Web stared at him with great interest, if only to get his mind off Claire’s plight for a few moments. “Okay, what about you and Angie?”

Romano looked vastly uncomfortable now that he had raised the subject. “She doesn’t want me to do HRT anymore. She’s tired of me being gone all the time. I guess no big surprise there.” He added quietly, “And the boys are getting older and they deserve a father who’s around more than a month out of every year.”

“Is that what she said?”

Romano looked away, “No, that’s what I said.”

“So you really thinking of hanging up your .45s?”

Romano shot him a glance. “Don’t you ever think about it?” Web sat back. “I talked to Debbie Riner recently and she said more or less the same thing about Teddy. But it’s different for me, I don’t have a wife or kids, Paulie.”

Romano hunched forward. “See, the things is, in the last eight years I’ve missed four Christmases, both my boys’ First Communions, every damn Halloween, a couple of Thanksgivings and my son Robbie being born! And on top of that I can’t tell you how many birthdays, baseball games and soccer matches, special stuff like that. Hell, it’s like my boys are surprised when I’m home, Web, not when I’m gone, because me gone is like normal to them.”

He touched the spot near his belly button. “And that hit I took last night? Got a nasty bruise and it hurt like hell for a while, but what if it had been an inch lower, or two feet higher and through my head? I’m gone. But you know what? It wouldn’t have been that much different than when I was alive, at least for Angie and the boys. And then what happens? Angie’s gonna get remarried, you know that, and the boys will maybe get a real dad and forget all about Paul Romano even being their old man.

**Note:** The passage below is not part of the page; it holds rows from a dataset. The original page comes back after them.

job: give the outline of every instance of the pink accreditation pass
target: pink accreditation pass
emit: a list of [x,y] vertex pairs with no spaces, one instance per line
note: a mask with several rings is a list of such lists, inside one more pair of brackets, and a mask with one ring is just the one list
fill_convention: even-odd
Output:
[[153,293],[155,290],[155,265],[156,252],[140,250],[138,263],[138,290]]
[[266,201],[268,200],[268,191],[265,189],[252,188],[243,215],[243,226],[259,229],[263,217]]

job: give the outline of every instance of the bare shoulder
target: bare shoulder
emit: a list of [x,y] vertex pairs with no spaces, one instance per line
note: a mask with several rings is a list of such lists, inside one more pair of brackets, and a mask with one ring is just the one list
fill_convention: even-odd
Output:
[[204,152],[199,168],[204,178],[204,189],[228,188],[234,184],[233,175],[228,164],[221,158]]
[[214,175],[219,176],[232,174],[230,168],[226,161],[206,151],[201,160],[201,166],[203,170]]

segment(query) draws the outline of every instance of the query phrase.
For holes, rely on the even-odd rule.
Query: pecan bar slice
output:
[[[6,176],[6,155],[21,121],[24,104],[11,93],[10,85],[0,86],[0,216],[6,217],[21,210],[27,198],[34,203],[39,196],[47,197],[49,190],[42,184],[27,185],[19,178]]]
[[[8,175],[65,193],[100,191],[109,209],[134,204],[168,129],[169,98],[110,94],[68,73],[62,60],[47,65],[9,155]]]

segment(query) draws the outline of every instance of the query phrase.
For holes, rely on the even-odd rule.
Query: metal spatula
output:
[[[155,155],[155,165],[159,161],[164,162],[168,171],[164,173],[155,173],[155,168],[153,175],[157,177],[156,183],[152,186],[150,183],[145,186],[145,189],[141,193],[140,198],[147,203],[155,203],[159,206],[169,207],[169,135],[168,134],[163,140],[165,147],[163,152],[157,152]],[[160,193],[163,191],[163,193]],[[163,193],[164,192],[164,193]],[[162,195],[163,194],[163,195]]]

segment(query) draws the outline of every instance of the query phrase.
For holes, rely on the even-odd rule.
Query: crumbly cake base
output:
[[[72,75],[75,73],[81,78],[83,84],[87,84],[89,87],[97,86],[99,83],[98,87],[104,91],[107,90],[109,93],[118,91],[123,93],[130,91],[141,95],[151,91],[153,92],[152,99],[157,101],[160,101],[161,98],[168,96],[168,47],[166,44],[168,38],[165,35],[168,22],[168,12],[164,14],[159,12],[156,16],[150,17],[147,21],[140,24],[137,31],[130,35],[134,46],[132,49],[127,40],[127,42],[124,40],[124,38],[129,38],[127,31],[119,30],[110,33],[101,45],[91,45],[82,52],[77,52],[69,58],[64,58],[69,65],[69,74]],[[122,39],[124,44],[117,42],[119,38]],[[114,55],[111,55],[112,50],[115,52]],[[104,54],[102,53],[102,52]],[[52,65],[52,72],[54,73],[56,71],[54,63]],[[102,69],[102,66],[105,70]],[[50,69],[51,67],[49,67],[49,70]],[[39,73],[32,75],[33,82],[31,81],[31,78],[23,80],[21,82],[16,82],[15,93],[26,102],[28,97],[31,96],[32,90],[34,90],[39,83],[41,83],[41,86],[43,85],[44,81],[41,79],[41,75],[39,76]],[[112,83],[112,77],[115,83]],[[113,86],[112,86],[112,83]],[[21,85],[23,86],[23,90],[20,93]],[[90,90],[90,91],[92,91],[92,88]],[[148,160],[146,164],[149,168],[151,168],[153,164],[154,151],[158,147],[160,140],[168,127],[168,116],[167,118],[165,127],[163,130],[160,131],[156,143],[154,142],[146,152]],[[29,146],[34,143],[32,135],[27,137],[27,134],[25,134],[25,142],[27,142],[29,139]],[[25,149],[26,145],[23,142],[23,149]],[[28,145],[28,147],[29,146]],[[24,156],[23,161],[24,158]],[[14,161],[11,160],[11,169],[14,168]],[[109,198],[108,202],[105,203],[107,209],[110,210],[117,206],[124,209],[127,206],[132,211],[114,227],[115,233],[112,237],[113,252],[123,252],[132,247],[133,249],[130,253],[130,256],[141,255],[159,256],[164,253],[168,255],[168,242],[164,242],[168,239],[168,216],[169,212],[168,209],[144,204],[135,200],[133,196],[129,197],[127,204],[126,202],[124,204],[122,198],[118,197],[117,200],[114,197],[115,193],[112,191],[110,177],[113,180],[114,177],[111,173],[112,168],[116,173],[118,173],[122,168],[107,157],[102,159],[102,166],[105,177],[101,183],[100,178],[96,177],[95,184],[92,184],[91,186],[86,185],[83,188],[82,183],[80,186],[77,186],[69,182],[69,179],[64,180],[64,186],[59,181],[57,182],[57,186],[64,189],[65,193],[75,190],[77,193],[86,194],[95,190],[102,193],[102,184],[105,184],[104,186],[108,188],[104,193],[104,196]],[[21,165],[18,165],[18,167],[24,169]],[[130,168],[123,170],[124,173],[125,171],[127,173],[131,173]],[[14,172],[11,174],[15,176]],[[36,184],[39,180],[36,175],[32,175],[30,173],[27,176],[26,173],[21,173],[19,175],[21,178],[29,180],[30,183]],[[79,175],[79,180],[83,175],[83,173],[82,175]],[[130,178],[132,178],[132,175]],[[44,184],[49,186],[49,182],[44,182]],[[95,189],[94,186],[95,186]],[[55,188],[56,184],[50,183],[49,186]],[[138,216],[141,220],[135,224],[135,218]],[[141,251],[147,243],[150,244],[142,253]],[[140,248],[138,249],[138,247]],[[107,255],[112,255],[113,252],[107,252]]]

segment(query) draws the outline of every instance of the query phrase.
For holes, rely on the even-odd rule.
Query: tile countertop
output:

I’d take a damn Barrett round in the head over that, Web, I really would. Every time I think about it—shit!”

Web could actually see wetness in Romano’s eyes, and the sight of one of the toughest men he had ever known being brought to his knees over love for his family hit Web harder than even Francis Westbrook ever could. Romano quickly looked away and swiped at his face.

Web gripped Romano’s shoulder. “That’s not going to happen, Paulie; you’re a good dad. Your kids would never forget you.” As soon as he said this, it struck Web. He had forgotten his father, totally and completely. A birthday party, six years old. Claire had said Web and his old man were having a really good time. Until the cops showed up. “And you’re doing good for your country too, don’t forget that,” he added. “Nobody gives a damn about serving their country anymore. Everybody just complains about how rotten it is without doing anything to make it better. But man, the second they need you, you better be there.”

“Yeah, serving my country. And wiping out a bunch of hick kids and old farts who couldn’t hit the Statue of Liberty from three feet away with a bazooka.”

Web sat back and said nothing because he had nothing more to say on that subject.

Romano looked up at him. “Claire will turn up, Web, and who knows, maybe you and her can be more than friends. Get a real life.”

“You don’t think it’s too late?” It all sounded impossible to achieve.

“Hell, if it ain’t too late for me, it sure ain’t too late for you,” said Romano.

Web didn’t think he sounded too confident and the men looked miserably at each other.

Web stood. “You know, Paulie, both of us are in sorry-ass shape. And you know what else?”

“What?”

“Now I’m really looking forward to this party tonight.”